Theory

This section derives the math behind sparho’s hypergradient, active-set restriction, prox kernels, and criteria, at enough depth that a reader should not need to fetch the underlying papers. Each page is a self-contained derivation with pointers into the implementation it backs.

If you only need the user-facing summary, Concepts covers the same ideas in two screens. Use this section when you want to understand why a particular line in hypergrad.py looks the way it does, or to extend sparho with a new datafit/penalty/criterion.

Contents

The bilevel problem

sparho solves

\[ \min_{\alpha \,\in\, \mathcal{A}} \; C(\beta^\star(\alpha)) \quad \text{s.t.} \quad \beta^\star(\alpha) \;=\; \arg\min_{\beta \in \mathbb{R}^p} \; L(X\beta, y) + R(\beta; \alpha). \]

Two layers: an inner convex (typically non-smooth) problem in \(\beta\) with a closed-form Bayes-style structure (Lasso, ElasticNet, WeightedL1, GroupL1, possibly with LogisticLoss), and an outer problem in the hyperparameter \(\alpha\) governed by a criterion \(C\) — held-out MSE, K-fold CV, SURE.

The unique inner solution \(\beta^\star(\alpha)\) defines a map \(\alpha \mapsto \beta^\star(\alpha)\). Computing \(dC/d\alpha\) through that map is the central technical problem; sections Implicit differentiation and Active sets and why we restrict derive the linear system sparho solves. The pages Penalties: prox, Jacobian, \partial_\beta s, \partial_\alpha s and Criteria and the outer chain rule enumerate the (datafit, penalty) dispatches and the criterion chain rule; Convergence: HOAG outer loop sketches why the HOAG outer loop converges to a stationary point of the (noisy) outer objective.

Notation

The following symbols are used consistently across this section unless explicitly re-defined.

Symbol

Meaning

\(n,\,p\)

Number of samples / features. \(n = \) problem.n_samples, \(p = \) problem.n_features.

\(X \in \mathbb{R}^{n \times p}\)

Design matrix. problem.design. May be dense or scipy.sparse.csc_matrix.

\(y \in \mathbb{R}^n\) or \(\{-1, +1\}^n\)

Target. problem.target. Regression vs. binary classification by datafit.

\(\beta \in \mathbb{R}^p\)

Inner parameter (coefficient vector). \(\beta^\star(\alpha)\) at optimum.

\(\alpha\)

Hyperparameter. Scalar for L1 / ElasticNet / GroupL1, length-\(p\) for WeightedL1. Strictly positive componentwise.

\(\theta = \log\alpha\)

Log-parametrization. Outer loops in search.py step in \(\theta\); chain rule \(dC/d\theta = dC/d\alpha \cdot \alpha\).

\(L(\cdot,\cdot)\)

Datafit. \(\tfrac{1}{2n}\|X\beta - y\|^2\) for SquaredLoss (sklearn convention), \(\sum_i \log(1 + e^{-y_i (X\beta)_i})\) for LogisticLoss.

\(R(\beta;\alpha)\)

Penalty. L1, WeightedL1, ElasticNet, GroupL1 — enumerated in Penalties: prox, Jacobian, \partial_\beta s, \partial_\alpha s.

\(C(\beta)\)

Outer criterion. HeldOutMSE, HeldOutLogistic, CrossVal, Sure — enumerated in Criteria and the outer chain rule.

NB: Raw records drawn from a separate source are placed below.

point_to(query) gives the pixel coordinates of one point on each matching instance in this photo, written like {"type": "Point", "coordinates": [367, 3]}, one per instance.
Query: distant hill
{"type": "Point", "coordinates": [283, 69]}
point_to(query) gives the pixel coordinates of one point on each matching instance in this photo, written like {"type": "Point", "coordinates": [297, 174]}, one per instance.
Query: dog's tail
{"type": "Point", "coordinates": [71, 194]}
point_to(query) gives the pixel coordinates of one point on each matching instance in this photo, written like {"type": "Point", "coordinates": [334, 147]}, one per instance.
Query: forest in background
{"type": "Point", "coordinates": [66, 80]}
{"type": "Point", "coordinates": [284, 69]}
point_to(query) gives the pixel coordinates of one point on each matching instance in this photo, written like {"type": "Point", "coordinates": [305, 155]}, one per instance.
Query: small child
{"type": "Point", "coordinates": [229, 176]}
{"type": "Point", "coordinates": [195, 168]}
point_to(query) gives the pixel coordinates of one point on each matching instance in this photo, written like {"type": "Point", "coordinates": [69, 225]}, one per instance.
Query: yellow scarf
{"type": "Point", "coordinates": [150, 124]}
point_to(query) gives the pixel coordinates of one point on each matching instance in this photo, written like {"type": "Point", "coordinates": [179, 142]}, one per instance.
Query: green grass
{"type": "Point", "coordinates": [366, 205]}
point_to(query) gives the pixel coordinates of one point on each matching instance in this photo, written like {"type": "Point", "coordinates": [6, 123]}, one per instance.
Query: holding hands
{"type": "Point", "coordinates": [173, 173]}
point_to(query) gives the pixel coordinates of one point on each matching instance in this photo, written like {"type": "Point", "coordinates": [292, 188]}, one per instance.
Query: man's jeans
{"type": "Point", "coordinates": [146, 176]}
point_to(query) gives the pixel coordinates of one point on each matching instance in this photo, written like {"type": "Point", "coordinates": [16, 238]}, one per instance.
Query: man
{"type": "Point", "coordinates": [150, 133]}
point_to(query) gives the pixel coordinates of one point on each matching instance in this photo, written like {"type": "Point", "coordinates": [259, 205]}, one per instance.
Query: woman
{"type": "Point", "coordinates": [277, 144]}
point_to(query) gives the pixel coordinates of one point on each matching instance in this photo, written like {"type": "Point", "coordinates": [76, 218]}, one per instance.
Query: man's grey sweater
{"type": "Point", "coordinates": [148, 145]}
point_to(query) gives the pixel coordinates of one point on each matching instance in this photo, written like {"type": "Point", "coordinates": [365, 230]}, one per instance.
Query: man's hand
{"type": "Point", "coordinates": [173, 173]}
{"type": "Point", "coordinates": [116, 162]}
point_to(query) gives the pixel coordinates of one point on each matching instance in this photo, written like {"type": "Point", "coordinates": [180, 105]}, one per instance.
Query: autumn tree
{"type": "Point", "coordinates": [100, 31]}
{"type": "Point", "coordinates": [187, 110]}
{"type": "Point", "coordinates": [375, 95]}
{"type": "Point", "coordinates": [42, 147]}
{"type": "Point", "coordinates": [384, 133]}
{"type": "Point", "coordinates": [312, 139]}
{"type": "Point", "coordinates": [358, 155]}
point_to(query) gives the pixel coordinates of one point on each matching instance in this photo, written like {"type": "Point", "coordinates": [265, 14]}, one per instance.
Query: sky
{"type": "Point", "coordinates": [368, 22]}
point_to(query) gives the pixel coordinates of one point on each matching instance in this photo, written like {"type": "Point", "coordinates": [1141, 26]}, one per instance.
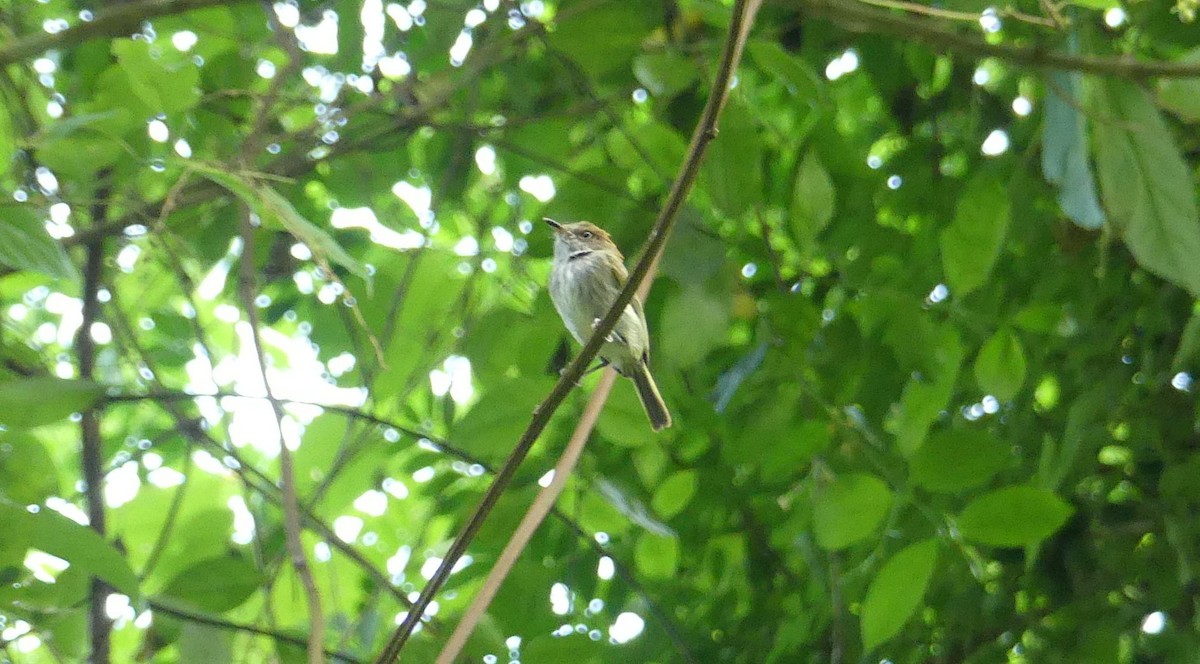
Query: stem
{"type": "Point", "coordinates": [705, 132]}
{"type": "Point", "coordinates": [287, 474]}
{"type": "Point", "coordinates": [93, 453]}
{"type": "Point", "coordinates": [861, 18]}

\(A \subseteq \{0, \dots, p-1\}\)

Active set. \(A = \{j : \beta^\star_j \neq 0\}\) for separable penalties; for GroupL1 it is the union of coordinates in nonzero groups (see Active sets and why we restrict).

\(H_L = \nabla_{\beta\beta}^2 L(X\beta^\star, y)\)

Inner-loss Hessian at \(\beta^\star\).

\(H_{L,AA}\)

Submatrix of \(H_L\) on rows/cols in \(A\). Restricted Hessian.

\(M_{AA}\)

\(H_{L,AA} + \nabla_{\beta\beta}^2 R\big|_A\) — the augmented Hessian sparho’s CG solver inverts; see Implicit differentiation.

\(r\)

Right-hand side \(\nabla^2_{\alpha\beta} R\big|_A\) of the implicit-diff linear system; penalty-specific column built in sparho.implicit_forward().

The key load-bearing fact across this section: every algorithm sparho exposes operates only on \(A\). The inactive coordinates contribute zero to \(d\beta^\star/d\alpha\) — see Active sets and why we restrict — so the implicit-diff linear system is \(|A| \times |A|\) rather than \(p \times p\). For sparse problems where \(|A| \ll p\) this is the difference between a tractable hypergradient and an intractable one.